October is globally recognized as Breast Cancer Awareness Month, dedicated to raising awareness about one of the most prevalent cancers affecting millions of women—and men—worldwide. This month emphasizes the vital importance of early detection, ongoing research, and support for those impacted by the disease.

Breast cancer is a multifaceted disease with many different subtypes, each requiring specific approaches for effective treatment. Although research advancements have led to better survival rates, single cell RNA sequencing (scRNA-seq) has emerged as a transformative tool in breast cancer research. This innovative technology offers unique insights into the complexity and diversity of tumor cells that traditional bulk sequencing methods cannot provide, allowing researchers to explore the intricate biology of breast cancer at a cellular level.

Here is a brief overview of how scRNA-seq is making groundbreaking advancements in breast cancer research:

Tumor Heterogeneity in Breast Cancer

Triple-negative breast cancer (TNBC) is one of the most aggressive forms of breast cancer, characterized by a significant degree of intratumoral heterogeneity. Although TNBC initially responds better to neoadjuvant chemotherapy compared to estrogen receptor (ER)-positive tumors, patients often experience a poor prognosis. This suggests that small subpopulations of TNBC cells may exhibit resistance to standard chemotherapy treatments. Identifying and studying these resistant cell types is crucial for the development of targeted therapies aimed at improving survival rates for patients with TNBC.

Karaayvaz and colleagues(1) conducted an in-depth investigation of tumor heterogeneity in TNBC using scRNA-seq.
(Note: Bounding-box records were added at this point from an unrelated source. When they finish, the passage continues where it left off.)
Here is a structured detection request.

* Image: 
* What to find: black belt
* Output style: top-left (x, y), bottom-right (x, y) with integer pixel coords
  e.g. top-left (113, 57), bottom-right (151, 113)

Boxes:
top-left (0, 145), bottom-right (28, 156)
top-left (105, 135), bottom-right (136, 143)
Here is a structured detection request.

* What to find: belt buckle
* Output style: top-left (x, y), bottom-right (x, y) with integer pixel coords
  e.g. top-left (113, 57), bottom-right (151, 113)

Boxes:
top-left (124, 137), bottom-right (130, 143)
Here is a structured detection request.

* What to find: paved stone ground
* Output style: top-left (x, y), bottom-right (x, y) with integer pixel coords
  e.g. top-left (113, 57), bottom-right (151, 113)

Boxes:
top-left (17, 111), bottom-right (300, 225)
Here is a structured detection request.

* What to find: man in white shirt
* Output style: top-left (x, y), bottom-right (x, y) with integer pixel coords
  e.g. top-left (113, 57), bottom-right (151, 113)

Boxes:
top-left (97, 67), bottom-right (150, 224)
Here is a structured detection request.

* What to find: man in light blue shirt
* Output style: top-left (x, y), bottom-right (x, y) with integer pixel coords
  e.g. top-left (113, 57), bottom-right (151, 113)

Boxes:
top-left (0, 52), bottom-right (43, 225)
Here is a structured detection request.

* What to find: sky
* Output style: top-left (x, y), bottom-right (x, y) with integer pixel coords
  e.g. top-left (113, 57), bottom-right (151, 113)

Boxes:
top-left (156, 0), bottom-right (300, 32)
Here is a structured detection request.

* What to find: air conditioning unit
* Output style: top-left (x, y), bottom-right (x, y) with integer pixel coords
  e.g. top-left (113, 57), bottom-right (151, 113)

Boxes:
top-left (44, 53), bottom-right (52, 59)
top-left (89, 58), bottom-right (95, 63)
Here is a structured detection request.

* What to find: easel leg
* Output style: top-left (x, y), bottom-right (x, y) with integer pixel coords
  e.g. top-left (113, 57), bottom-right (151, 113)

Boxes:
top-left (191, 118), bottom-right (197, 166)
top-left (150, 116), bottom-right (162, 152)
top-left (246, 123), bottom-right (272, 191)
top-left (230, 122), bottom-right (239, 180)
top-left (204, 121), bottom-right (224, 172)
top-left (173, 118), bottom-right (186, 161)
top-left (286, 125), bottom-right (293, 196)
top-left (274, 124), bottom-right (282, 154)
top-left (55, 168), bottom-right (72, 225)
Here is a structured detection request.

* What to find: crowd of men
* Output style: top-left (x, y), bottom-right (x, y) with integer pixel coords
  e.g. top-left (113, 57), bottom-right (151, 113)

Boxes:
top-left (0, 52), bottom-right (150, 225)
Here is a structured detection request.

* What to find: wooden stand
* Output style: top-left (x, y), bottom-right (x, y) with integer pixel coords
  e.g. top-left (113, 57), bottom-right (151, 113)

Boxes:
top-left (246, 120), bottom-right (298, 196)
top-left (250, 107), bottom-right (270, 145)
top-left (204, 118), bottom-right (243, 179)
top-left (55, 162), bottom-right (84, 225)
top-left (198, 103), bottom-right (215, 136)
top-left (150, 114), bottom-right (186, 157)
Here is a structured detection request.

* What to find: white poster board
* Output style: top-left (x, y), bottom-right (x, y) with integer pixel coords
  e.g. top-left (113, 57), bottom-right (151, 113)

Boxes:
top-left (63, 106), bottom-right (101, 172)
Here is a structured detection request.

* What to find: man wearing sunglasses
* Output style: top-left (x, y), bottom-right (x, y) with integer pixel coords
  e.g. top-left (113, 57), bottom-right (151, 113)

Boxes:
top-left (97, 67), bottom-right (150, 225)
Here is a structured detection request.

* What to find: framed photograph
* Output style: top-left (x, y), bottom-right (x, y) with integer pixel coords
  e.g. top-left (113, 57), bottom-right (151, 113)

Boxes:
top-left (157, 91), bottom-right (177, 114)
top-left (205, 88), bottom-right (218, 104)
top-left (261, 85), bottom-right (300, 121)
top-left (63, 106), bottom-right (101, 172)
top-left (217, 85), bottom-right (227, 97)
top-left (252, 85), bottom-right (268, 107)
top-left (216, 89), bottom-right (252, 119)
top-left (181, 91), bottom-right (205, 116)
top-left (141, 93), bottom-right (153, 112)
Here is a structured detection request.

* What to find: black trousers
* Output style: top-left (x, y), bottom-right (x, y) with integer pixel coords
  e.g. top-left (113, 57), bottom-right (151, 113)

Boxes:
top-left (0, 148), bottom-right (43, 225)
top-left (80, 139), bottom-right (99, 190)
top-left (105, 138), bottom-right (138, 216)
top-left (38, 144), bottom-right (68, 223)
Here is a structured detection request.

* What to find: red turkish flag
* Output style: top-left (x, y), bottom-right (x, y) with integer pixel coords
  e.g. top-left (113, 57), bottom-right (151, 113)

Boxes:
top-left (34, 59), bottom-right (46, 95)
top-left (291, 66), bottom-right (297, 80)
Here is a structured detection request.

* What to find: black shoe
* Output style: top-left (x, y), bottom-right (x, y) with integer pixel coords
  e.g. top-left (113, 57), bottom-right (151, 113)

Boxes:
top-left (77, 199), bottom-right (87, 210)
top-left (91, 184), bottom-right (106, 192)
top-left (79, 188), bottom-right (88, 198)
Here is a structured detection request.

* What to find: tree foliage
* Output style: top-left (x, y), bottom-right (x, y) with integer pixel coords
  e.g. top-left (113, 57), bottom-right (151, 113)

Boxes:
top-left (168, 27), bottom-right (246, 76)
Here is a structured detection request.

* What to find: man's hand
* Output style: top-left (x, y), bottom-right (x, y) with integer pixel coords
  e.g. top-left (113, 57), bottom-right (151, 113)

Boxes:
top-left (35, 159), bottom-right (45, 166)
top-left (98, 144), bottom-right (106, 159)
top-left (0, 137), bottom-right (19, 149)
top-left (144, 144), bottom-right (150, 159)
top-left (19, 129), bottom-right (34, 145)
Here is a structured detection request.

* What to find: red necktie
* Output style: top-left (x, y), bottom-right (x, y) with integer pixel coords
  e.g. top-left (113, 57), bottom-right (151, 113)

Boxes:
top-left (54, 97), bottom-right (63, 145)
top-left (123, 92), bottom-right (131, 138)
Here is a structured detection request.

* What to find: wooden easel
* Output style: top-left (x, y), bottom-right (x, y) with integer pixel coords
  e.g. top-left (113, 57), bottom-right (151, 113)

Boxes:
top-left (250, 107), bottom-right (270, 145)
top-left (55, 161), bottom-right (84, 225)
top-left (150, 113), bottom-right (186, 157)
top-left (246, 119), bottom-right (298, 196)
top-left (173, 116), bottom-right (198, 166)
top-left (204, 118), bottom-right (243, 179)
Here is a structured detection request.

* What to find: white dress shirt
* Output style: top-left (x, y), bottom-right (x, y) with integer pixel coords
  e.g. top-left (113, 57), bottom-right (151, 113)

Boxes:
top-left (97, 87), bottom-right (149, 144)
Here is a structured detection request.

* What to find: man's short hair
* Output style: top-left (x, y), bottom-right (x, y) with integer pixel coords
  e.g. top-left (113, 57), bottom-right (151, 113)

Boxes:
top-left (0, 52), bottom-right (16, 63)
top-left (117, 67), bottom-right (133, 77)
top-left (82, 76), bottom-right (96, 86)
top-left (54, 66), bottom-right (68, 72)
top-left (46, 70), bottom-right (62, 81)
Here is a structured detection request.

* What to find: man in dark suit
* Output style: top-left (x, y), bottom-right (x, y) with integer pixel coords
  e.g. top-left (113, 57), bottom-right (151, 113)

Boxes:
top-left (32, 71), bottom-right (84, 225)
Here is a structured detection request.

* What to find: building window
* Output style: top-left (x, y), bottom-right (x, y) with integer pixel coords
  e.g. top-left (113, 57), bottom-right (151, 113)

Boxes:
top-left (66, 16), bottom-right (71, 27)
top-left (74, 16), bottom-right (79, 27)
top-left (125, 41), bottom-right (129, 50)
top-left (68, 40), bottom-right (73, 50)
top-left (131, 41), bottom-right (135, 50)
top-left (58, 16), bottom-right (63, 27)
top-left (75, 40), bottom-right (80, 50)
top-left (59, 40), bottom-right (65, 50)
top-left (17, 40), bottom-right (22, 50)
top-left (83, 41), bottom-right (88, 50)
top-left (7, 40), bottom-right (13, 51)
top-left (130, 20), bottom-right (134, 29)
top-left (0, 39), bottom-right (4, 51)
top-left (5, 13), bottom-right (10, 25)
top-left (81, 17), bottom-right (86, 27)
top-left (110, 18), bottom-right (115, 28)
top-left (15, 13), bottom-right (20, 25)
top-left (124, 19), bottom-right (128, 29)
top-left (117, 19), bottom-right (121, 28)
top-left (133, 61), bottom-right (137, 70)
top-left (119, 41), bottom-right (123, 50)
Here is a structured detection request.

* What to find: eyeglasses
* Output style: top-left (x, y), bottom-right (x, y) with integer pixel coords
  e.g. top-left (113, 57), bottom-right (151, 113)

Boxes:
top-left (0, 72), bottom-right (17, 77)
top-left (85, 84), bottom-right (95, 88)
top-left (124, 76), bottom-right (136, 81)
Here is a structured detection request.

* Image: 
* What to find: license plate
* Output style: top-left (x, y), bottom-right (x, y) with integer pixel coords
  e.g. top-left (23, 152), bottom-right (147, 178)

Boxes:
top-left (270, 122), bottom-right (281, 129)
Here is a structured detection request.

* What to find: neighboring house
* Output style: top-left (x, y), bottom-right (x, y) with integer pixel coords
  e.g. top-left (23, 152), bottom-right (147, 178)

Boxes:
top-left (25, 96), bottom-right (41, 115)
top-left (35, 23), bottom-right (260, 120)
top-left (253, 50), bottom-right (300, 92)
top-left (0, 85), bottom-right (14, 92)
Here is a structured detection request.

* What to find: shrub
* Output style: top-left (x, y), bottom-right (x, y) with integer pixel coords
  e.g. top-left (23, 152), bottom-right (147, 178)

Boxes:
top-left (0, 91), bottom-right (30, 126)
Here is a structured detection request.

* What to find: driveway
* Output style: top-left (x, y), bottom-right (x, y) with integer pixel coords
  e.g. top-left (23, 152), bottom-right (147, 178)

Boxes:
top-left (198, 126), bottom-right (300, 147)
Their research focused on profiling untreated primary TNBC tumors at the single cell level, revealing significant heterogeneity among these tumors and identifying five distinct clusters of epithelial cells (Figure 1). Notably, one cluster, designated as “cluster 2,” exhibited a high proportion of highly proliferative cells, indicative of aggressive behavior.

Further analysis linked this cluster to a luminal progenitor (LP) cell signature, which is thought to represent the cell of origin for certain breast cancers. Importantly, a strong presence of the cluster 2 signature correlated with poorer survival outcomes, highlighting its potential role in tumor progression.

This study illustrates the power of scRNA-seq to reveal sub-clonal heterogeneity within TNBC and to identify aggressive subpopulations that may contribute to poor prognosis. The findings offer new insights into the biology of TNBC and point toward possible biomarkers and therapeutic targets for this challenging breast cancer subtype.

Figure 1: A cluster 2 subpopulation signature predicts poor patient outcomes(1).

Tumor Microenvironment in Breast Cancer

The immune microenvironment plays a critical role in breast cancer progression and therapy response. Single cell RNA sequencing profiles immune cells within the tumor, revealing how immune cells such as T cells, macrophages, and B cells interact with cancer cells.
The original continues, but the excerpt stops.